Human infection by Schistosoma mansoni affects more than 100 million people worldwide, most often in populations of developing countries of Africa, Asia, and Latin America. The transmission of S. mansoni in human populations depends on the presence of some species of Biomphalaria that act as an intermediate host. The compatibility between S. mansoni and its intermediate host is influenced by behavioral, physiological, and genetical factors of the mollusc and the parasite. The susceptibility level of the mollusc has been attributed to the capacity of internal defense system (IDS)—hemocytes and soluble components of the hemolymph—to recognize and destroy the parasite, and this will be the center of interest of this paper. The schistosome-resistant Biomphalaria can be an alternative strategy for the control of schistosomiasis.

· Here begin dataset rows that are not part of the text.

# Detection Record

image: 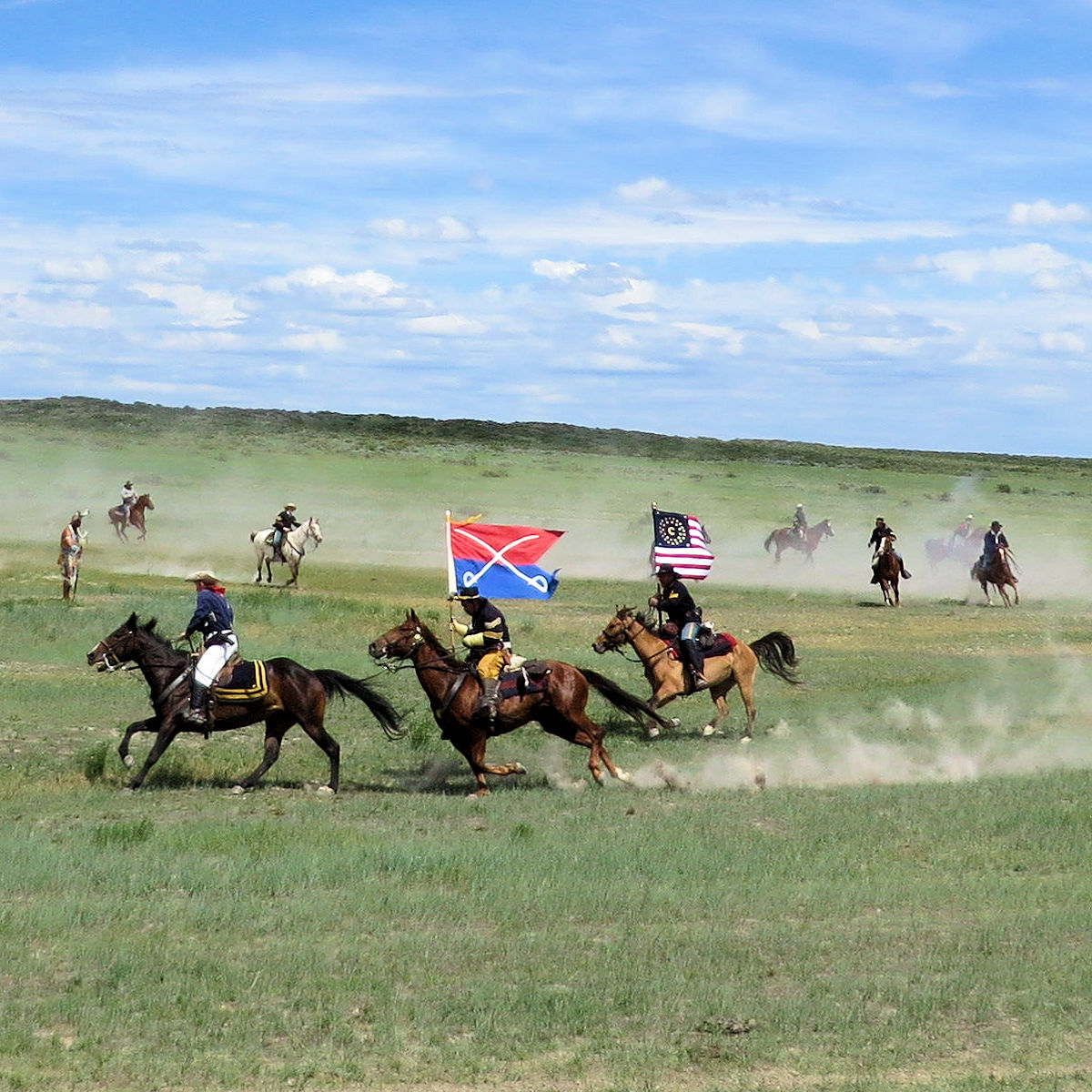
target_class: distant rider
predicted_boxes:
[56,512,84,600]
[948,515,974,547]
[451,588,512,724]
[177,571,239,727]
[121,481,136,528]
[649,564,709,690]
[793,504,808,541]
[273,504,299,561]
[868,515,910,584]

Schistosomiasis is an important health problem that affects over 200 million people worldwide. Among the schistosome species that infect humans, Schistosoma mansoni is the most prevalent species causing intestinal and hepatic schistosomiasis in more than 100 million people living mainly in sub-Saharan Africa, the Caribbean, and South America, including Brazil [1, 2]. Although campaigns for schistosomiasis control based on chemotherapy have reduced the morbidity and prevalence of this disease, transmission continues in almost all the areas in which interventions has been attempted. The transmission of S. mansoni in human populations has been associated with environmental and socioeconomic conditions, but the presence of susceptible intermediate hosts, consisting of some species of Biomphalaria, is obligatory. In Brazil, out of the eleven species Biomphalaria , only three were found naturally infected by S. mansoni: B. glabrata, B. tenagophila, and B. straminea .

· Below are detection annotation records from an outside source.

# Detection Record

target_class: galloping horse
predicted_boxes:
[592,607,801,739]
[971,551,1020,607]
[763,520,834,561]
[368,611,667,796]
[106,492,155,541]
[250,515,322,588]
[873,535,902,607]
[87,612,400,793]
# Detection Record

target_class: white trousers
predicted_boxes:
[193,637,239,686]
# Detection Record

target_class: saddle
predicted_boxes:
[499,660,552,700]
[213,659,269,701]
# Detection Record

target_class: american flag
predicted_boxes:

The development of S. mansoni inside the intermediate host starts immediately after the active penetration of the snail by the miracidium, a swimming ciliated larva, through the exposed snail tegument. After penetration, the parasite undergoes morphological and physiological changes, being transformed into primary sporocyst (or mother sporocyst) that remains in the fibromuscular tissue of the host’s cephalopodal region, near the penetration site. After 2-3 weeks, primary sporocysts generate secondary ones (or daughter sporocysts), which migrate from the cephalopodal musculature to the digestive glands or hepatopancreas of the mollusc, where their germinative cells can generate the cercariae [5–7]. The susceptibility level of different Biomphalaria species or strains to infection with the same lineage of S. mansoni can be very diverse, and it is a determinant of vectorial competence.

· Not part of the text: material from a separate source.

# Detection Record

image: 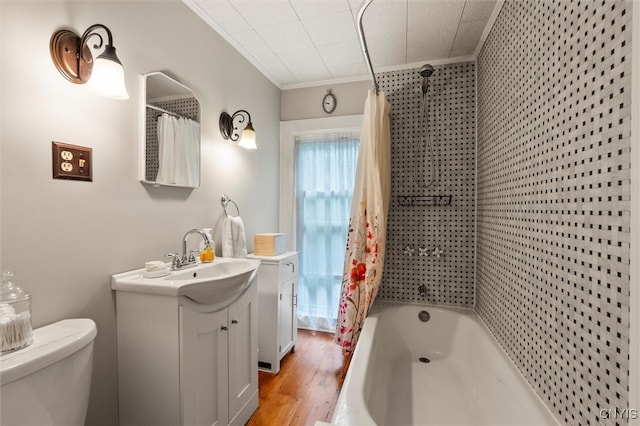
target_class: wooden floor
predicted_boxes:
[247,330,344,426]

The compatibility between S. mansoni and its intermediate host is influenced by behavioral and physiological factors of the mollusc. However, the susceptibility level of Biomphalaria to S. mansoni is also determined by the genetic differences of the molluscs, as well as by the genetic constitution of Schistosoma [8, 9]. Newton [10, 11] demonstrated that the susceptibility of B. glabrata snail to S. mansoni depends largely upon genetic factors. Later, these results were corroborated by Richards , who demonstrated that the resistance character, acquired at the maturity phase, is determined by a single dominant gene with mendelian inheritance. The genetic dominance of the resistance character was also confirmed in crossbreeding with the susceptible and resistant strain of B. tenagophila [13, 14]. One of the factors that influence susceptibility, and that may be genetically determined, is the activity of the snail internal defense system (IDS).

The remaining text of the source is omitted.